Она молчит и слушает, когда он хочет говорить.

Она напевает ему мелодии и сочиняет истории, когда он хочет слушать.

Она греется в лучах его солнца, живёт в том мире, что он создаёт вокруг себя: в мире слепящего света и чернейших теней, острых граней и непримиримых противоречий, великолепия и торжества, громких фанфар и нескончаемого веселья. И только для неё в этом бурном, бушующем, огненном океане контрастов отведён островок мягких бликов и негромких напевов, нежного, согревающего огня и полёта воображения, уносящего далеко за пределы видимой вселенной.

Меттатон бывает без остатка поглощён собой, он может даже не услышать её, не думать о ней, но если Фриск исчезнет, он обязательно это почувствует.

Она знает, насколько он бывает одинок в своем великолепии, как похож на звезду, влекомую по предначертанной орбите к затмению и пустоте. Знает, как одинок он бывает в своём мире, в котором есть лишь он, она и безликая толпа — многоголосая, жадная, восторженная, наделяющая его силой — но и иссушающая до дна.

Да, он может забыть о Фриск, как и о себе самом, усталый и злой оттого, что не способен выполнить задуманное, истощённый и напуганный собственным бессилием, ненавидящий и отчаявшийся. Он может забыть, но она о нём — ни за что не забудет.

Сейчас он тлеет, угольки отбрасывают последние блики, прежде чем мир погрузится в ночь.

Темнота пугает Фриск болью и отчуждением. Ночь приходит за опущенным занавесом, когда гаснут огни рампы, вне поля зрения толпы, когда её тёплый уютный пятачок солнца в его мире остывает, продуваемый ледяными ветрами.

Но Фриск бережно собирает угли и ждёт рассвета, вооружившись верой. Она знает, что иначе нельзя. Она не оставит свою звезду одну в холодном космосе, не позволит небесным штормам унести последние искры, а черноте поглотить то, что останется.

Она сильная, потому что не отступает под натиском его жестокой и безжалостной тьмы, не знающей любви и сострадания.

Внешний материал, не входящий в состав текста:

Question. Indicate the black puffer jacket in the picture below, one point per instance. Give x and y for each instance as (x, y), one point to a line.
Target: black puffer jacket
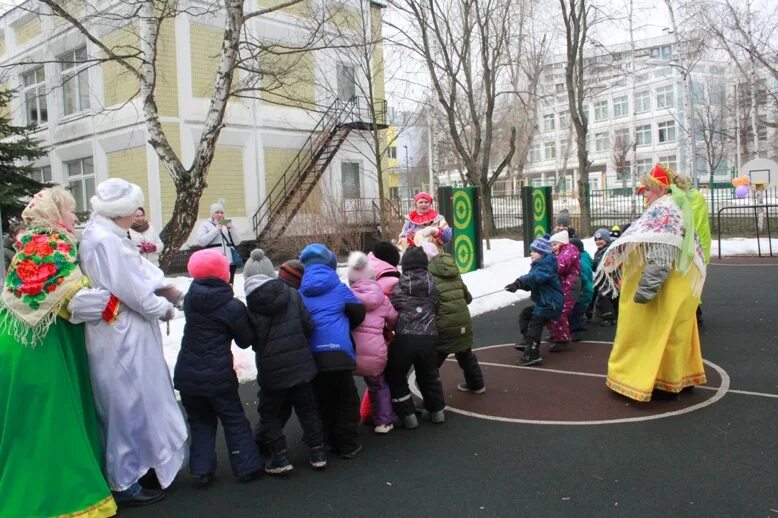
(281, 326)
(416, 304)
(214, 318)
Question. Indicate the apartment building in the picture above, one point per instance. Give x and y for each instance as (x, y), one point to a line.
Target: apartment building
(90, 118)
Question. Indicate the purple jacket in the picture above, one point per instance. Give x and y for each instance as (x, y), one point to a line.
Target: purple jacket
(369, 336)
(568, 267)
(385, 274)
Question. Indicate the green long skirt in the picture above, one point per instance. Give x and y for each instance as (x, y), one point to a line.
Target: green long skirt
(50, 449)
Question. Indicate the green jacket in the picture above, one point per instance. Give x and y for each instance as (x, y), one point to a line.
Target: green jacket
(455, 326)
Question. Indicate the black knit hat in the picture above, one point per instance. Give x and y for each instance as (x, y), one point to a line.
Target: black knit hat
(414, 259)
(387, 252)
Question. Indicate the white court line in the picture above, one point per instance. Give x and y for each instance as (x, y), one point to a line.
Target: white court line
(720, 392)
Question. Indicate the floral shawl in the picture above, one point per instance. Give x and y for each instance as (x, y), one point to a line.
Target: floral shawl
(43, 275)
(661, 233)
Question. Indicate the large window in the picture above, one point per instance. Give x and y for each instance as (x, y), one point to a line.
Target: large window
(664, 97)
(666, 131)
(548, 122)
(621, 106)
(643, 135)
(75, 81)
(601, 141)
(642, 102)
(350, 180)
(601, 110)
(34, 89)
(81, 181)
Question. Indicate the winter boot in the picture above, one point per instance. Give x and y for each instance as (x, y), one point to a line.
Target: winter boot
(531, 356)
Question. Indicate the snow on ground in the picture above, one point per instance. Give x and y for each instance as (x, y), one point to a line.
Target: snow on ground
(502, 265)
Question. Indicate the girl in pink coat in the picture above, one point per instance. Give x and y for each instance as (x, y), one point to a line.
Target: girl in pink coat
(371, 345)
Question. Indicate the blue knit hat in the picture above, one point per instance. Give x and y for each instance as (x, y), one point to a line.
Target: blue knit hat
(317, 253)
(541, 245)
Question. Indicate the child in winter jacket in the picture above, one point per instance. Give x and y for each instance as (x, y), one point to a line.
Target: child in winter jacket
(335, 311)
(577, 319)
(454, 323)
(281, 326)
(204, 371)
(415, 341)
(569, 270)
(606, 305)
(546, 292)
(370, 340)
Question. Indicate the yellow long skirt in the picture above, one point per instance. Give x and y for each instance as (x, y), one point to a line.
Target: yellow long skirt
(657, 344)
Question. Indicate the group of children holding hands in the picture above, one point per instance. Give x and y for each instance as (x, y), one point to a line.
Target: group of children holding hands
(311, 334)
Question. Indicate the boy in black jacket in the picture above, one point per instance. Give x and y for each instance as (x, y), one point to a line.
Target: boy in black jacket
(204, 371)
(285, 364)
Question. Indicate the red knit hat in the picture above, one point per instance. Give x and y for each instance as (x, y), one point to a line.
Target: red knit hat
(659, 175)
(209, 263)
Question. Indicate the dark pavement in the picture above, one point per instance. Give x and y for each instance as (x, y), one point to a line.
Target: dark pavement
(719, 460)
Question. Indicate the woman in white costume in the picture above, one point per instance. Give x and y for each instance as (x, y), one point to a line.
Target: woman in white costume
(142, 424)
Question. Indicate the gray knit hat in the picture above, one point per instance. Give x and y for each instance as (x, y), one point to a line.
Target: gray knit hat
(258, 264)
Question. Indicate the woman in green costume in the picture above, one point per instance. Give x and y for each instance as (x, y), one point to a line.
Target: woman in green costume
(50, 449)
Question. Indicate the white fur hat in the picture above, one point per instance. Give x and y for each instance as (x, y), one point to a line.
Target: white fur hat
(116, 198)
(561, 237)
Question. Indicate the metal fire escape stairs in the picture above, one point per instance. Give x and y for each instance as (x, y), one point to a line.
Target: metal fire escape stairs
(292, 189)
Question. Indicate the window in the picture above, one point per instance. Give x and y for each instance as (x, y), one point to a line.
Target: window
(601, 110)
(81, 181)
(643, 135)
(41, 174)
(669, 161)
(34, 84)
(621, 106)
(601, 141)
(666, 131)
(534, 153)
(548, 122)
(664, 97)
(349, 172)
(642, 102)
(75, 81)
(549, 149)
(644, 165)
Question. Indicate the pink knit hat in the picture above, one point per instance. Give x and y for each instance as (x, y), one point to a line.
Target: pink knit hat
(209, 263)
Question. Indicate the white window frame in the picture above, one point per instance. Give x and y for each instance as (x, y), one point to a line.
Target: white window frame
(643, 135)
(35, 90)
(665, 132)
(74, 69)
(80, 175)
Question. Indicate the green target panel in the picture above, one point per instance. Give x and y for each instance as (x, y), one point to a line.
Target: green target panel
(460, 207)
(538, 213)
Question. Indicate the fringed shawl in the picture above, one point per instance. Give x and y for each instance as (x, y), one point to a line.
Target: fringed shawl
(661, 233)
(43, 275)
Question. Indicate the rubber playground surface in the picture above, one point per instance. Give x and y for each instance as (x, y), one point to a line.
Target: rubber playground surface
(553, 440)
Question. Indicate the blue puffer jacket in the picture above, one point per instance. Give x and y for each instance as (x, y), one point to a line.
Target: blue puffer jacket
(335, 311)
(543, 281)
(214, 318)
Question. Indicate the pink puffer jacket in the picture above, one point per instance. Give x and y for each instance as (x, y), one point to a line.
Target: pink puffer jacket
(386, 275)
(369, 336)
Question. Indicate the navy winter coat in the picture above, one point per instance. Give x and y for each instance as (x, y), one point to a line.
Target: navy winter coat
(335, 311)
(281, 327)
(546, 290)
(214, 318)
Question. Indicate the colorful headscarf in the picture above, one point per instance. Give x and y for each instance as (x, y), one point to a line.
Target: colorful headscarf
(43, 275)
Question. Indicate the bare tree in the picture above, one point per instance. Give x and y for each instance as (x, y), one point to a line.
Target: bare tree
(575, 14)
(463, 44)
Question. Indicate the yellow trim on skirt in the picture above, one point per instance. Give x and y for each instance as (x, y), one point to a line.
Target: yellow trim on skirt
(657, 344)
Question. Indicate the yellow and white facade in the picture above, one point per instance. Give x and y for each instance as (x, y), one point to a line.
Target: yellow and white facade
(89, 116)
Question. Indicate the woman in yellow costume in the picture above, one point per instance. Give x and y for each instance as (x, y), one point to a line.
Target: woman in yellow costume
(659, 268)
(50, 452)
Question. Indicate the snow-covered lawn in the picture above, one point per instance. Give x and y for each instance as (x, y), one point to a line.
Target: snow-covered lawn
(502, 265)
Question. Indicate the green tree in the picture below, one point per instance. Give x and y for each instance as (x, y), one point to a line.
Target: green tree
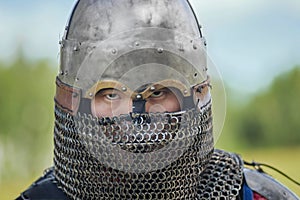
(272, 117)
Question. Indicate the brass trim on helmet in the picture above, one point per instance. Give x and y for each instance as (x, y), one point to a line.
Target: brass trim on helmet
(145, 93)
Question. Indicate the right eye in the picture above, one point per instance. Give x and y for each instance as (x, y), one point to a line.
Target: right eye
(112, 96)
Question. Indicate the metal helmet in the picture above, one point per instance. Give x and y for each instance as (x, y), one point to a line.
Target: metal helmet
(136, 47)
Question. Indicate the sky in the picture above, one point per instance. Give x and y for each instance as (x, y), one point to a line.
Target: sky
(249, 41)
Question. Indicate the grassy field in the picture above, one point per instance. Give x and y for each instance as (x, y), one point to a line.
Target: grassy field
(286, 160)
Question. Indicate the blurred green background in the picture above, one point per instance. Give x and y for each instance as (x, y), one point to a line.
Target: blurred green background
(266, 128)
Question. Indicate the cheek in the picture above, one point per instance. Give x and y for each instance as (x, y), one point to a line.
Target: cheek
(101, 109)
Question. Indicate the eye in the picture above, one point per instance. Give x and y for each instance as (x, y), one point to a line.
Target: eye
(157, 94)
(112, 96)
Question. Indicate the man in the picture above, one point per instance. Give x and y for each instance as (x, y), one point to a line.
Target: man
(133, 117)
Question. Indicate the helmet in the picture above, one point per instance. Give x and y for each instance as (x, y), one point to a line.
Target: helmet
(133, 105)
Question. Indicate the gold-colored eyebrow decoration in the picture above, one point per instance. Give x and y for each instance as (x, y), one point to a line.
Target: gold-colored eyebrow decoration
(147, 92)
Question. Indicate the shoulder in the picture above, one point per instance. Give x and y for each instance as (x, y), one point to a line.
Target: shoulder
(263, 184)
(44, 188)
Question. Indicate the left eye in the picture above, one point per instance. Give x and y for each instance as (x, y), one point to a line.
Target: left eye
(112, 96)
(157, 94)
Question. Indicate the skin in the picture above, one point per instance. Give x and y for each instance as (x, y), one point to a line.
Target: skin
(112, 102)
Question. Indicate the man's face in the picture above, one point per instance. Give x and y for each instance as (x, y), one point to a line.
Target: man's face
(113, 102)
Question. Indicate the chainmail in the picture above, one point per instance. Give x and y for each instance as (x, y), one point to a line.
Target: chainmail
(150, 156)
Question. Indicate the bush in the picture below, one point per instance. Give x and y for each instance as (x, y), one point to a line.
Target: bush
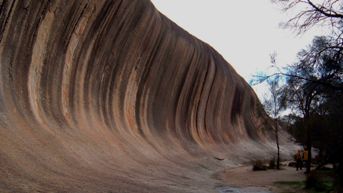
(259, 166)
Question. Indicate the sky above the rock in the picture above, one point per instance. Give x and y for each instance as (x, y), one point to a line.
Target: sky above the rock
(244, 32)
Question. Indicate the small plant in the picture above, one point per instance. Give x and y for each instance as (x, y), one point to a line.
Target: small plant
(272, 164)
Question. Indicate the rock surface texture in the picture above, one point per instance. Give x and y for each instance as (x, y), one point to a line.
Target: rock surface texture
(111, 96)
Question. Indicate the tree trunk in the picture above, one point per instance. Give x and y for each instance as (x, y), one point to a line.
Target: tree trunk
(277, 145)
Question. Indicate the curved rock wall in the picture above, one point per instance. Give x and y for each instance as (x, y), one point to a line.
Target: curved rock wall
(111, 96)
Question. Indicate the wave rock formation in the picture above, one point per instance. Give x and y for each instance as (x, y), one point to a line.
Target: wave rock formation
(111, 96)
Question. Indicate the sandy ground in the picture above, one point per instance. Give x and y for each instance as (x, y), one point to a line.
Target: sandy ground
(244, 177)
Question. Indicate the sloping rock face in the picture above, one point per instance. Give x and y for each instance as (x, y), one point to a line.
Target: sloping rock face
(111, 96)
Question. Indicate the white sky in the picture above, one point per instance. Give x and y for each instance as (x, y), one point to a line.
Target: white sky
(244, 32)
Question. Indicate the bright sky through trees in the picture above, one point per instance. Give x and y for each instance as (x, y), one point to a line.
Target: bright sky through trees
(244, 32)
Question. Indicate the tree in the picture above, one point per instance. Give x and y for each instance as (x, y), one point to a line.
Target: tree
(309, 13)
(273, 107)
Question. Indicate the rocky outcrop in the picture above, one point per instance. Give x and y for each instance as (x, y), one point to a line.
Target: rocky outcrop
(111, 96)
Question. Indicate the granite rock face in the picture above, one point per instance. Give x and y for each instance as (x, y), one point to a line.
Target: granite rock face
(111, 96)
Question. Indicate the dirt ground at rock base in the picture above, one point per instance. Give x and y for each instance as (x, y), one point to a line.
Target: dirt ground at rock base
(244, 177)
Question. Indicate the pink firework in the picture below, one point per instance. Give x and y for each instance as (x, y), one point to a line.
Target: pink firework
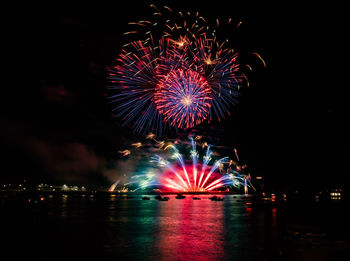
(183, 97)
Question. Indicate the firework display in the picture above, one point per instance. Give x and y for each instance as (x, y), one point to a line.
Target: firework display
(174, 171)
(177, 74)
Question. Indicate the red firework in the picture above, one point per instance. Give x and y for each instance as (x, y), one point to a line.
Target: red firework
(183, 97)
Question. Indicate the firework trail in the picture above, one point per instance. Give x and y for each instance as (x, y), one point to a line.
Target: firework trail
(177, 74)
(173, 171)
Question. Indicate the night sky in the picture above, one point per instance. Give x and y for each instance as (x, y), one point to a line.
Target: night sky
(289, 124)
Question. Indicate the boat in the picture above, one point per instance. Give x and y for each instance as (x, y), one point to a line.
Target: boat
(179, 196)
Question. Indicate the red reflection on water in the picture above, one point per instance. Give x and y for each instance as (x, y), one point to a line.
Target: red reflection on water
(191, 230)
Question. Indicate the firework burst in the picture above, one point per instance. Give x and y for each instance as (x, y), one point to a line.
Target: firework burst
(194, 172)
(179, 75)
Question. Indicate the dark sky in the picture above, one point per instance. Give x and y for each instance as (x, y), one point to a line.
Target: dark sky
(289, 125)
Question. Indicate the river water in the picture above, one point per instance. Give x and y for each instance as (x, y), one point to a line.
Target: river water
(106, 227)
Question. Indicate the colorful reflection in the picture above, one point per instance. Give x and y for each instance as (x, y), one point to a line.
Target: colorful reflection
(194, 231)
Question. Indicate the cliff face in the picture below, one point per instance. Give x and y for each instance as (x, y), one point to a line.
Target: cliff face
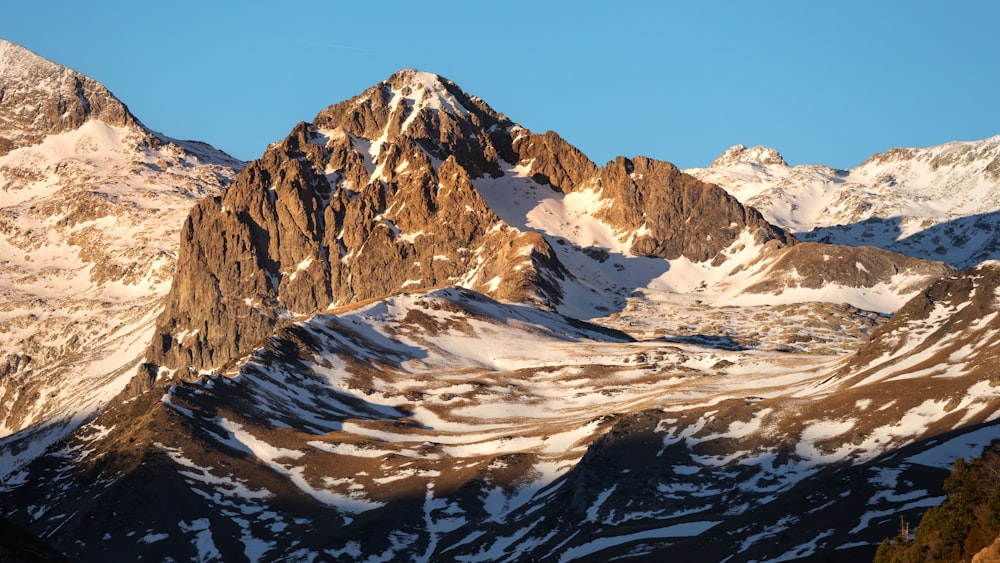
(373, 198)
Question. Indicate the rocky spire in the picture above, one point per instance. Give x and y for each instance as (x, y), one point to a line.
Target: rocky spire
(372, 198)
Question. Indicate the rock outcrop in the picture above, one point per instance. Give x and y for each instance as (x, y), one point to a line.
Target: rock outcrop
(373, 198)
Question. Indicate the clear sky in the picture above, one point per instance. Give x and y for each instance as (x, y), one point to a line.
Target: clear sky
(822, 82)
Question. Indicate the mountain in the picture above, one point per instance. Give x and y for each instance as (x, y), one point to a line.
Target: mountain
(414, 184)
(415, 330)
(91, 206)
(936, 203)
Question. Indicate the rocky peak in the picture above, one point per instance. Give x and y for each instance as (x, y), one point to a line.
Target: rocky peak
(429, 111)
(754, 155)
(39, 97)
(373, 198)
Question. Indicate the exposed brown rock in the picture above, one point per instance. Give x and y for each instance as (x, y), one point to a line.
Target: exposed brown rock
(683, 216)
(317, 221)
(813, 265)
(989, 554)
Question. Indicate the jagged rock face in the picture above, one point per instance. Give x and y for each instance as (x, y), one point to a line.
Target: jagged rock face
(39, 98)
(374, 198)
(681, 216)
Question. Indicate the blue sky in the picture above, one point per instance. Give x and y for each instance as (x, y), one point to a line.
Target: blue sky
(822, 82)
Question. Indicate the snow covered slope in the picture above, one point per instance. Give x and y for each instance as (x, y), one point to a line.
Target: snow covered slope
(89, 217)
(447, 426)
(939, 203)
(372, 349)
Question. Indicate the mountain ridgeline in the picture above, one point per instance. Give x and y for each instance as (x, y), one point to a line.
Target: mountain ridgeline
(414, 330)
(378, 195)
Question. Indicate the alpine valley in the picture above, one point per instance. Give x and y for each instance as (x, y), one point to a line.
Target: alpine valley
(414, 330)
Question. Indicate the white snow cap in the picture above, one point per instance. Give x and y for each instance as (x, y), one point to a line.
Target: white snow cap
(753, 155)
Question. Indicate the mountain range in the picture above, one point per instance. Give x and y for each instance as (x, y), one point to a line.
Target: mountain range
(416, 330)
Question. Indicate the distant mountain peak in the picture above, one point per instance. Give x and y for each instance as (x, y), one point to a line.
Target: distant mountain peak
(753, 155)
(40, 97)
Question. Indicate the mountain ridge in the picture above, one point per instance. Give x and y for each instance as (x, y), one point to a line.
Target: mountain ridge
(456, 339)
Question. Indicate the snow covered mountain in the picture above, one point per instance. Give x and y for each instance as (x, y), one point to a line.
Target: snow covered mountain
(415, 330)
(91, 203)
(938, 203)
(414, 184)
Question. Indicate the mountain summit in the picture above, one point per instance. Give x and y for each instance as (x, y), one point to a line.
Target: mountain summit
(90, 207)
(39, 97)
(415, 330)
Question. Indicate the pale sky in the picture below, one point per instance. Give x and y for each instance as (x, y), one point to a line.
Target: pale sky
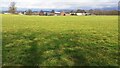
(61, 4)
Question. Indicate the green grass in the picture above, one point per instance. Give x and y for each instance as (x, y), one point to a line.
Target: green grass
(60, 41)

Меттатон — сильнее, хотя и не догадывается об этом. Потому что следом за кромешной ночью обязательно наступает утро. Потому что пламя, пожравшее его до тла и погасшее, само вдыхает в него жизнь, возвращая силы. Потому что он умудряется с каждым рассветом оставаться собой — с обнажённым сердцем, не знающим компромиссов, открытым и сверкающим, оставаться тем, в кого она была влюблена ещё ребенком, прилипнув к экрану телевизора, тем, кто готов был пожертвовать всем во имя идеального представления — и кто принял её, такую потерянную, такую обычную, и позволил стать частью этого сверкающего огненного безумия, которое сделало её счастливее. Кто стал её семьёй.

Фриск жмёт к груди остывающие угли. Её вера сильнее смерти, а его огонь — сильнее усталости и отчаяния. Потому что Меттатон совсем не одинокая звезда, истратившая все силы и готовая угаснуть в холодном космосе.

Утро обязательно наступит. Иначе и не бывает. Утром её улыбка снова сможет коснуться его сердца, а его сердце — осветить ей дорогу.

Опять и опять. Феникс возродится из пепла, чтобы снова гореть.

Глава опубликована: 03.03.2018

Пока мы не станем едины

— Прости, Крошка, дорогая, — просит Меттатон и ерошит её непослушные, остриженные до плеч волосы.

Фриск улыбается. Сначала робко и неуверенно, потом уже — просто сияет, отражая его новообретённый свет и загораясь сама, словно маленький фонарик.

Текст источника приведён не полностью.